Another busy day at a conference that continues to offer enriching content to educate me to be a better librarian!
My day began early with the RIPS-SIS breakfast. I want to thank RIPS-SIS again for awarding me a travel grant to aid with the expense of attending this year. With one day still to go, this year has been very rewarding for me and I believe I will return to my library with a host of new tools and tricks to help me enhance my services to our patrons.
I hope many of you were able to attend – or at least get your hands on materials from – the Recharge session Own the Room: Presentations that Captivate and Win Over Any Audience. Led by Steve Hughes (Twitter handle: @stevehughes) of Hit Your Stride, LLC, this presentation lived up to its name. I left with copious notes and ideas for how I could improve my presentation style with any audience – faculty, colleagues, students. Presenting us with simple, yet effective, strategies, Hughes really does convince you that anyone can become a better presenter, no matter their personality, no matter their fears of public speaking, no matter the subject they’re speaking on. This was such a worthwhile program – just the kind I look for at conferences. So thank you so much to Janet Hedin of Michigan State University College of Law for coordinating this fantastic program!

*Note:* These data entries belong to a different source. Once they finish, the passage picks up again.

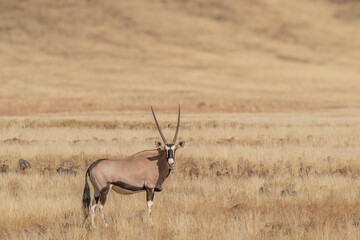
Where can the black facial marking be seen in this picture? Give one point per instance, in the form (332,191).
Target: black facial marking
(128,186)
(170,153)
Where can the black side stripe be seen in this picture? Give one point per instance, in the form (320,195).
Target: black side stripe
(128,186)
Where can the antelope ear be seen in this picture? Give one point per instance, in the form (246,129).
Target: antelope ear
(158,144)
(180,144)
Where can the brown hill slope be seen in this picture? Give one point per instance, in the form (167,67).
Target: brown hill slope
(97,56)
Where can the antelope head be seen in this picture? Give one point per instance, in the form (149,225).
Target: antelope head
(169,148)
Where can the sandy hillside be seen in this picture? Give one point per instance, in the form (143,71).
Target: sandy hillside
(73,57)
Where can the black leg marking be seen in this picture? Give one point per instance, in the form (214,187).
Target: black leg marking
(103,195)
(128,186)
(150,194)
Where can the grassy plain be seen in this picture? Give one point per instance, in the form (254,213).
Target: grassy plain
(270,101)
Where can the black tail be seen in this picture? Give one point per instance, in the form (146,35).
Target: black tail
(86,196)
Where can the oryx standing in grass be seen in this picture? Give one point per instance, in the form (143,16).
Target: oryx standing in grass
(144,171)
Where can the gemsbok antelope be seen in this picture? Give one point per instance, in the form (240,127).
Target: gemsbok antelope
(144,171)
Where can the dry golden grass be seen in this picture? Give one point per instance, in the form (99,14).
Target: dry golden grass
(269,92)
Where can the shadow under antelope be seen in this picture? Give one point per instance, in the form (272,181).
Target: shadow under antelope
(145,171)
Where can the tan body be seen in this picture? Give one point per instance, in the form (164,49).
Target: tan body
(144,171)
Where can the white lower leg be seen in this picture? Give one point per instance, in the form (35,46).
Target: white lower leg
(102,212)
(149,203)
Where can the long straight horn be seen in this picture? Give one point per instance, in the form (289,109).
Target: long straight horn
(157,124)
(177,127)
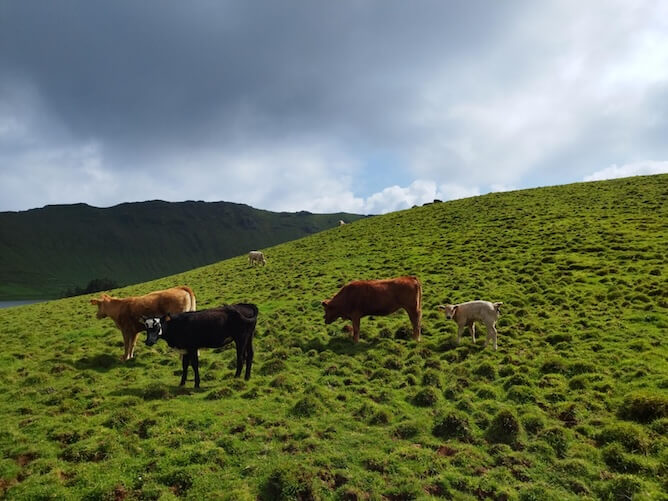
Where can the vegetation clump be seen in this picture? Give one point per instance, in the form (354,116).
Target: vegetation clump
(644,407)
(453,425)
(505,428)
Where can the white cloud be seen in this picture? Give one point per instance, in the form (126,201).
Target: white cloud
(628,170)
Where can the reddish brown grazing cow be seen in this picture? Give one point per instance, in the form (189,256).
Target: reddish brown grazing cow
(376,297)
(127,312)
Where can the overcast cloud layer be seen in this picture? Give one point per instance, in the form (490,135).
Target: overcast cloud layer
(362,106)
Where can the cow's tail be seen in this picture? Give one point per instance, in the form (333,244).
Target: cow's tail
(193,301)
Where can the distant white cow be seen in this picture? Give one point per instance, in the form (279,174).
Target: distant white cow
(256,257)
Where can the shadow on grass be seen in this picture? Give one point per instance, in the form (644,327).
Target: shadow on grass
(346,346)
(104,362)
(156,391)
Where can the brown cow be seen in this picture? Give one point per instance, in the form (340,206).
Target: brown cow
(127,312)
(376,297)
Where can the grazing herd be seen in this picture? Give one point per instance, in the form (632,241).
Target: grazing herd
(171,315)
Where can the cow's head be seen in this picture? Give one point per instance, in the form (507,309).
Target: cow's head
(330,312)
(101,304)
(448,309)
(154,328)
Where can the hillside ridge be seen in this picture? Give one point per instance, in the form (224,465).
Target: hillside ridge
(48,250)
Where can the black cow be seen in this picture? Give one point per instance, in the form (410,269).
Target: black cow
(212,328)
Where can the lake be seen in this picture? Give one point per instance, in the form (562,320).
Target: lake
(22,302)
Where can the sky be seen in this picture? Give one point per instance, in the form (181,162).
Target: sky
(364,106)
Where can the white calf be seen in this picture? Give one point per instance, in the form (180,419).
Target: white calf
(466,314)
(256,257)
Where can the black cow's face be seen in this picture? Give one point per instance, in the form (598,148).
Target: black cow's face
(153,330)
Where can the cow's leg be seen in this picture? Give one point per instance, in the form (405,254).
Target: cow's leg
(460,331)
(133,343)
(194,361)
(491,334)
(415,317)
(356,328)
(126,346)
(240,357)
(249,356)
(185,361)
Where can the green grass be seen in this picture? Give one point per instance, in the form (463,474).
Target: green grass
(573,405)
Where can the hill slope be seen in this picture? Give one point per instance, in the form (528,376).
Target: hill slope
(573,405)
(47,251)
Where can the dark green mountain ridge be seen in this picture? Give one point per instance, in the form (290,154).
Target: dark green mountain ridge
(46,251)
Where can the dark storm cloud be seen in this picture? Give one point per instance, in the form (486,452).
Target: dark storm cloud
(152,72)
(364,105)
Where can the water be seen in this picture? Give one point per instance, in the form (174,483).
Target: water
(22,302)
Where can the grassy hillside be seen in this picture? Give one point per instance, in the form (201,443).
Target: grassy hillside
(47,251)
(573,405)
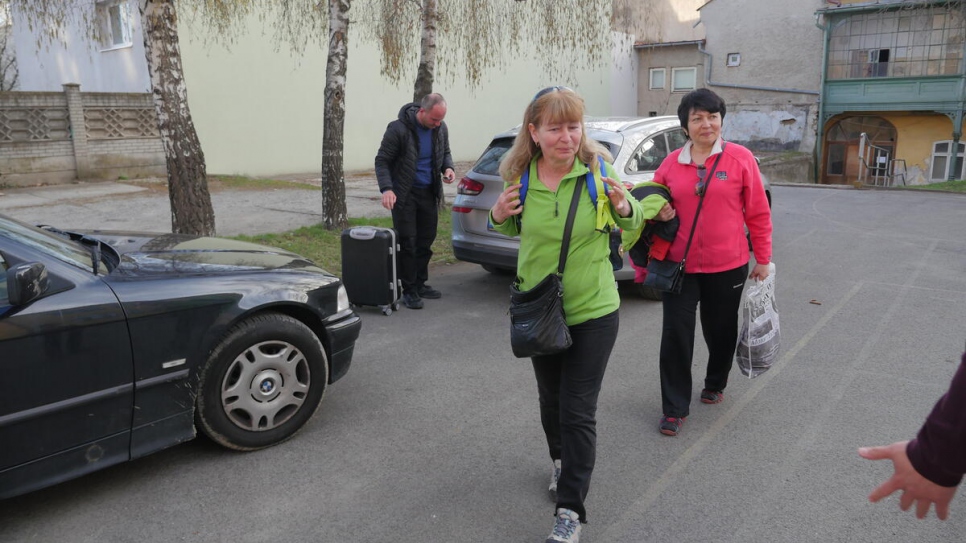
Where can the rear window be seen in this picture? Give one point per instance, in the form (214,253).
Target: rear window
(489,163)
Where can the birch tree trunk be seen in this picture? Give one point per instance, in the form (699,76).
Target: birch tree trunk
(425,73)
(191,209)
(334,215)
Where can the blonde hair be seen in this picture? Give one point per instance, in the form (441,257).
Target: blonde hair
(552,105)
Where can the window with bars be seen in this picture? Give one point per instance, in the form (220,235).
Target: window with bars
(683,79)
(899,43)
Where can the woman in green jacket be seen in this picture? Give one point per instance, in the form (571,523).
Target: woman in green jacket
(553,146)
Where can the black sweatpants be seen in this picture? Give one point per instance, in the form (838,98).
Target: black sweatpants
(720,297)
(415,222)
(569,384)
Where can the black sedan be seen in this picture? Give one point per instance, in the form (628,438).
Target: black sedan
(116,345)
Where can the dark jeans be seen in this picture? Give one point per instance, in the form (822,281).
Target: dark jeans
(569,384)
(720,297)
(415,223)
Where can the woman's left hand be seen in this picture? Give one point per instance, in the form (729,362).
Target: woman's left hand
(618,197)
(759,272)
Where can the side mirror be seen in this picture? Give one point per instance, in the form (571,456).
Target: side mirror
(26,283)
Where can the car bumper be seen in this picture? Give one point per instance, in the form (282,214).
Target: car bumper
(342,331)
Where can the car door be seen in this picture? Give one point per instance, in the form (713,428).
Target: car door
(66,363)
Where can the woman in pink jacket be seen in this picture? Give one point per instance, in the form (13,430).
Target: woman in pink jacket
(726,176)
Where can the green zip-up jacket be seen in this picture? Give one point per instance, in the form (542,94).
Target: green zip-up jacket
(588,280)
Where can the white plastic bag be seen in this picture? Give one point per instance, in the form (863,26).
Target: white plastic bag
(760,336)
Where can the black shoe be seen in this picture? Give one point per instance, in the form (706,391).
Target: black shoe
(412,300)
(428,292)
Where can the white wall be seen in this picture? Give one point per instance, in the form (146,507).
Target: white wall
(75,59)
(259,112)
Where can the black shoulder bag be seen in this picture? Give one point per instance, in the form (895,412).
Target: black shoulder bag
(668,275)
(538,325)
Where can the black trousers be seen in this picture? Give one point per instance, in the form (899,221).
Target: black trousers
(415,222)
(569,384)
(720,297)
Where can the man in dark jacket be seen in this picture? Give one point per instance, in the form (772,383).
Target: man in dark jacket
(413,154)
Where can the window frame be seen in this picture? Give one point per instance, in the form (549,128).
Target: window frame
(946,156)
(110,41)
(651,75)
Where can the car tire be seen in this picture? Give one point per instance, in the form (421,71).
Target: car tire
(286,371)
(498,270)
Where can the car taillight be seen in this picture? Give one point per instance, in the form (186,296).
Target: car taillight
(469,187)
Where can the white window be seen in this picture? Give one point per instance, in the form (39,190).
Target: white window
(942,165)
(683,78)
(115,20)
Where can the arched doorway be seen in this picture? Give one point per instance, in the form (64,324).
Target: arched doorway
(842,161)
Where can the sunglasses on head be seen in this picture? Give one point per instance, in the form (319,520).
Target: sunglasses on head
(702,182)
(548,90)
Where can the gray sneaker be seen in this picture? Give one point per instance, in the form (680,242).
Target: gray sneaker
(566,529)
(554,477)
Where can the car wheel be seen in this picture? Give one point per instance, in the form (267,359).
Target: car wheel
(262,383)
(498,270)
(648,293)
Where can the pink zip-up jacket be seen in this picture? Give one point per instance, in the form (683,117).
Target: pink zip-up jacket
(734,198)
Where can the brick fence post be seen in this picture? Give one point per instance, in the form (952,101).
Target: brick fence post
(78,130)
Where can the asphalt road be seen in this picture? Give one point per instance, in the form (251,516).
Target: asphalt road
(434,434)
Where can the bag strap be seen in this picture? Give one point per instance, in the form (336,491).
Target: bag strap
(568,229)
(707,183)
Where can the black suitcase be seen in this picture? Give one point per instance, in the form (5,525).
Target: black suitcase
(369,267)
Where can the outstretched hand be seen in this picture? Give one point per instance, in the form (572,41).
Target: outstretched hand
(507,204)
(915,488)
(618,197)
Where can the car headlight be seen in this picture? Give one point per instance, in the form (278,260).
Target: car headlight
(342,302)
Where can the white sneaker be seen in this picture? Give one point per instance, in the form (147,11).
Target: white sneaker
(566,529)
(554,477)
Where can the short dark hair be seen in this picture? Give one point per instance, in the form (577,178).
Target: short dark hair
(702,100)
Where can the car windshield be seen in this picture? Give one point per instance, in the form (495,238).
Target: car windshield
(54,245)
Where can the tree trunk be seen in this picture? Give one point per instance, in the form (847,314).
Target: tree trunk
(426,73)
(334,215)
(191,210)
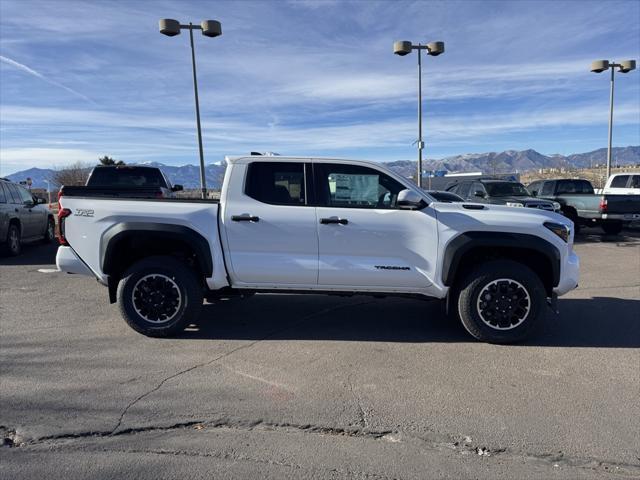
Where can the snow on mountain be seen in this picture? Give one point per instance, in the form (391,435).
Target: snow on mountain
(507,161)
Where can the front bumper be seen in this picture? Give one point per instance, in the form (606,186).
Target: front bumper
(67,261)
(569,275)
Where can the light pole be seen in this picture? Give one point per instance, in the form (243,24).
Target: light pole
(210,28)
(403,48)
(600,66)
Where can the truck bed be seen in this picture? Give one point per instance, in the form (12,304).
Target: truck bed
(129,193)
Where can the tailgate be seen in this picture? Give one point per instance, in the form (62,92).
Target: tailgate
(623,204)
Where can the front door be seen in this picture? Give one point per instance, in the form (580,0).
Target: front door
(365,239)
(270,228)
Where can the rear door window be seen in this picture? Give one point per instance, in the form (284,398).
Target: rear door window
(355,186)
(277,183)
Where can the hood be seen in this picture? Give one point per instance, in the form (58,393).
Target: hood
(499,215)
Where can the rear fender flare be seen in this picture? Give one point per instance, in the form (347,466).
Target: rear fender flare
(163,231)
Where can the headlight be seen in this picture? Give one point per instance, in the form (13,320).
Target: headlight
(561,230)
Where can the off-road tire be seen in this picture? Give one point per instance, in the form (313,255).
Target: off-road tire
(161,283)
(512,277)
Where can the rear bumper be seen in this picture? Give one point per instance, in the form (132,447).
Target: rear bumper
(621,216)
(67,261)
(569,275)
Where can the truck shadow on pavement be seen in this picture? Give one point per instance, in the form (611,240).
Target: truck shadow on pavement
(36,253)
(596,322)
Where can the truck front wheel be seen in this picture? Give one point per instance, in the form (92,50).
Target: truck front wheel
(501,301)
(159,296)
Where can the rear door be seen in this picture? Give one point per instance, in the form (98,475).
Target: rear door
(270,225)
(366,241)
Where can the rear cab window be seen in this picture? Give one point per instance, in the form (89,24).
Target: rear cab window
(13,194)
(25,196)
(277,183)
(547,189)
(126,177)
(574,186)
(619,181)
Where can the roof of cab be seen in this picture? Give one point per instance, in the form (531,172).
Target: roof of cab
(278,158)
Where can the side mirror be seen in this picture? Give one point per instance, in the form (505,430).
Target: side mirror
(408,199)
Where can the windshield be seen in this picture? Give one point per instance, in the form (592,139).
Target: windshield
(506,189)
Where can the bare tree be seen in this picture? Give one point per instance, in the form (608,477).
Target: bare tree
(75,174)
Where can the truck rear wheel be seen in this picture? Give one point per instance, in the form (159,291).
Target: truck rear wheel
(159,296)
(501,301)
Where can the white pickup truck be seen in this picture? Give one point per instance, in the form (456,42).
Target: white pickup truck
(307,225)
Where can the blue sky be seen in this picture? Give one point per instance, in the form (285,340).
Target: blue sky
(89,78)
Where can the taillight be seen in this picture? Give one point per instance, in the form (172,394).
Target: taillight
(603,204)
(62,214)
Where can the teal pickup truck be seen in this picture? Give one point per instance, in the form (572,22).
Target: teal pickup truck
(584,207)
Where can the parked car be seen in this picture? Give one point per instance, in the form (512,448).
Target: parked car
(446,197)
(129,181)
(22,218)
(623,184)
(307,225)
(579,203)
(501,192)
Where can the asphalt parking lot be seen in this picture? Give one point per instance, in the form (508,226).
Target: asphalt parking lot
(319,387)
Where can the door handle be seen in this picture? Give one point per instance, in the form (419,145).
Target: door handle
(244,218)
(327,221)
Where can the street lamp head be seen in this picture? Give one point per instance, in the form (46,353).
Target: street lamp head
(627,66)
(169,27)
(599,66)
(435,48)
(402,48)
(211,28)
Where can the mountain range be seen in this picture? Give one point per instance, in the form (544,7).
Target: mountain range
(492,162)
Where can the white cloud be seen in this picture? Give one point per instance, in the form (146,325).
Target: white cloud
(30,71)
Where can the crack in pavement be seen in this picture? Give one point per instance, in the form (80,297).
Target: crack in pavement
(224,355)
(235,457)
(464,446)
(364,423)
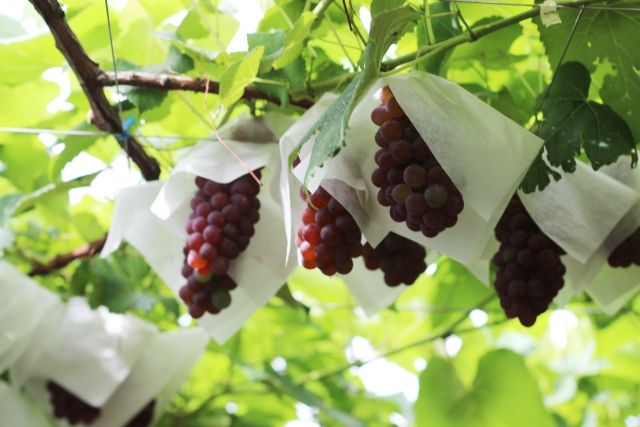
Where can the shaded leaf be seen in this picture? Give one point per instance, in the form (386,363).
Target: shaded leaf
(573,124)
(239,75)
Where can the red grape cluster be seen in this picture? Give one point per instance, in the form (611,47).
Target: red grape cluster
(329,237)
(400,259)
(411,181)
(67,405)
(627,252)
(219,229)
(144,417)
(530,272)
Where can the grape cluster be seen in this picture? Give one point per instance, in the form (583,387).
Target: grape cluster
(328,237)
(144,417)
(219,229)
(68,406)
(530,272)
(411,182)
(627,252)
(400,259)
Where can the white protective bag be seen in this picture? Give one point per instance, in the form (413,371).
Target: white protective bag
(468,138)
(160,370)
(17,410)
(162,209)
(88,352)
(577,213)
(612,287)
(23,305)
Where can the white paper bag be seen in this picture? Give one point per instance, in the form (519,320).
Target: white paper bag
(134,222)
(611,287)
(162,210)
(577,213)
(88,352)
(23,305)
(17,410)
(161,369)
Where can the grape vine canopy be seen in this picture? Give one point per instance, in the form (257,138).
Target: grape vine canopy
(96,97)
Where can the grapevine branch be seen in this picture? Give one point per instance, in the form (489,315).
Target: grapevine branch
(63,260)
(186,83)
(104,116)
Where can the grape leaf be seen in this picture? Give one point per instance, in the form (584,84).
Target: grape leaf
(273,43)
(18,203)
(239,75)
(331,128)
(386,28)
(379,6)
(603,36)
(177,61)
(491,51)
(434,30)
(444,401)
(573,124)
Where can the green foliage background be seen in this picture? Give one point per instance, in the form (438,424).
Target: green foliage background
(576,367)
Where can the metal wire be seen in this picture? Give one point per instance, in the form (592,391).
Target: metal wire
(560,61)
(93,134)
(113,58)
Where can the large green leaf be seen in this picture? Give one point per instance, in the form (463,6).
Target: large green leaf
(431,30)
(239,75)
(295,40)
(503,394)
(386,28)
(603,37)
(573,124)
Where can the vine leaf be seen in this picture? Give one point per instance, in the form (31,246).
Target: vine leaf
(387,26)
(605,40)
(573,124)
(18,203)
(445,401)
(239,75)
(294,40)
(434,30)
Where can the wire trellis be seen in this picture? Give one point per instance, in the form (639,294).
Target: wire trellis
(540,5)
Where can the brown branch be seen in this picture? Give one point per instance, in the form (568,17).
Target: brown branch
(63,260)
(104,116)
(186,83)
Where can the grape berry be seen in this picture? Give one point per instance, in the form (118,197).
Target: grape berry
(400,259)
(411,182)
(68,406)
(530,272)
(328,237)
(627,253)
(219,229)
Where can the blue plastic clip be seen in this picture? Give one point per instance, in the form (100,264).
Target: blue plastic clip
(127,124)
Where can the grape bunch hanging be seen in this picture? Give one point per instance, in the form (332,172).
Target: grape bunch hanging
(220,227)
(328,237)
(411,181)
(530,272)
(400,259)
(627,252)
(70,407)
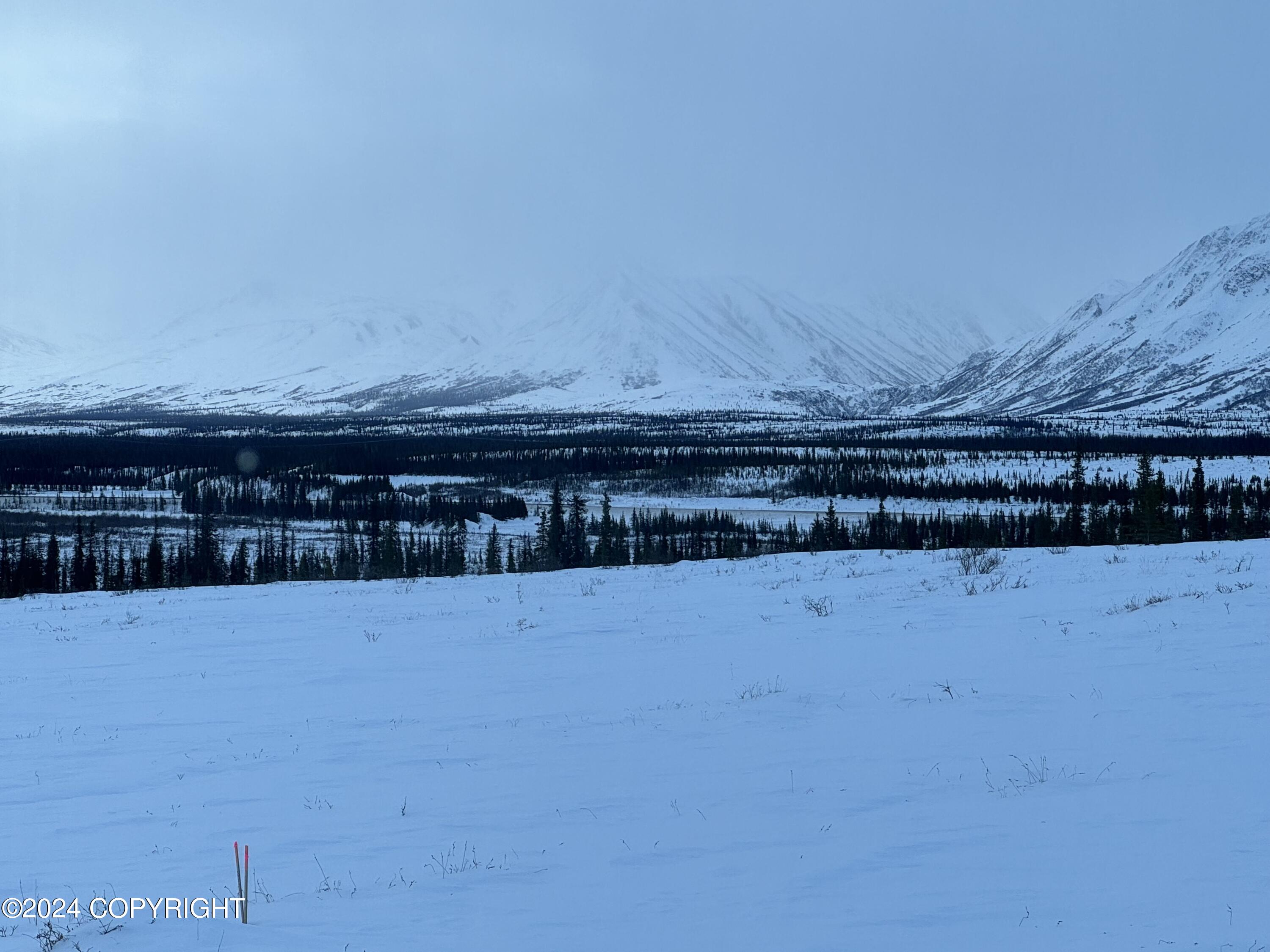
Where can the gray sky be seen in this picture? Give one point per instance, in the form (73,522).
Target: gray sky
(157,157)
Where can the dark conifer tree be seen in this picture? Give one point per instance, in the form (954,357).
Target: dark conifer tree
(52,564)
(155,560)
(1197,507)
(493,554)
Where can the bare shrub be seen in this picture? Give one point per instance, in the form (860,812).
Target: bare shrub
(756,690)
(820,607)
(977,560)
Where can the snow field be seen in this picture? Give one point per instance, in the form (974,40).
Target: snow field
(660,757)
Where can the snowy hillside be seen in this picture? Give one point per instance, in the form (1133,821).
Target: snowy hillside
(677,757)
(624,342)
(1193,336)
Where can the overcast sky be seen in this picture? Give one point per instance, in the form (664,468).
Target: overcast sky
(157,157)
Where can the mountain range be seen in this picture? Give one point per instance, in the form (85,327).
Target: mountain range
(1193,336)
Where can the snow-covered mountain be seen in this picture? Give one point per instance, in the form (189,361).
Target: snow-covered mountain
(627,342)
(1195,336)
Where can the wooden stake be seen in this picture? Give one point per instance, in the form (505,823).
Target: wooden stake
(247,880)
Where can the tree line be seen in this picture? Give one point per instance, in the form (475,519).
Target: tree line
(567,537)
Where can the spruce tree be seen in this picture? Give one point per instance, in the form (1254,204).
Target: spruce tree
(555,540)
(1076,515)
(493,554)
(154,560)
(1239,522)
(1197,508)
(52,564)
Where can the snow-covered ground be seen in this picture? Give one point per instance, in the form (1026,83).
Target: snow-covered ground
(677,757)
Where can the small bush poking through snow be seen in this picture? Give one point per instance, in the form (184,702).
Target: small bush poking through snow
(978,560)
(820,607)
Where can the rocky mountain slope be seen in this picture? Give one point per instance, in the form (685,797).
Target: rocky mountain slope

In the afternoon I attended E2: It’s 2013: Do You Know Where Your iPad Is? Presented by a panel consisting of two court librarians (Julie Jones and Adriana Mark), two academic librarians (Debbie Ginsburg and June Liebert), and a firm librarian (Karen Helde), this program looked at how different types of law libraries (and their patrons) are using iPads today. Since I work at a law school library that has a couple of iPads, I’ll admit that initially I was only looking to hear from academic librarians on their perspective, but in truth, even listening to this from an academic perspective, it was great to hear how iPads are being used in courthouses and law firms. Because let’s face it: I may work mostly with faculty and students, but as those students graduate, they’re entering a legal world that is clearly using iPads; if I know how their future employers are using these devices, I, as an academic librarian, can help prepare them for what to expect. It was great to hear from a diverse panel their unique experiences with the same device, and the program offered many ideas, tips, and cautionary tales to take away.
As so often happens with Monday evenings at AALL, it was packed! I began by giddily attending the Knowledge Mosaic/Lexis event at the Seattle Aquarium. As always, this was a very classy event at a great location. On behalf of aquarium enthusiasts everywhere, thank you so much, Knowledge Mosaic, for a great event! I then attended the author reception at the conference center and the IU Alumni dinner at the Sheraton’s Daily Grill, two great opportunities to network and catch up with colleagues and old friends. My evening ended with the Thomson Reuters/AALL-sponsored party at the EMP Museum. As always, this party was loud! But, another great location (and who doesn’t love live ’80s music?). So thank you, Thomson Reuters/AALL, for throwing your event at another Seattle highlight that was fun to tour.From the program it looks like a lot of great events are still lined up for tomorrow, so Tuesday’s shaping up to be another busy one! (Plus I still have to get my Westlaw caricature done!) Enjoy the remainder of the conference!
(P.S. The photo is of the octopus at the aquarium – he seems to really like an audience!)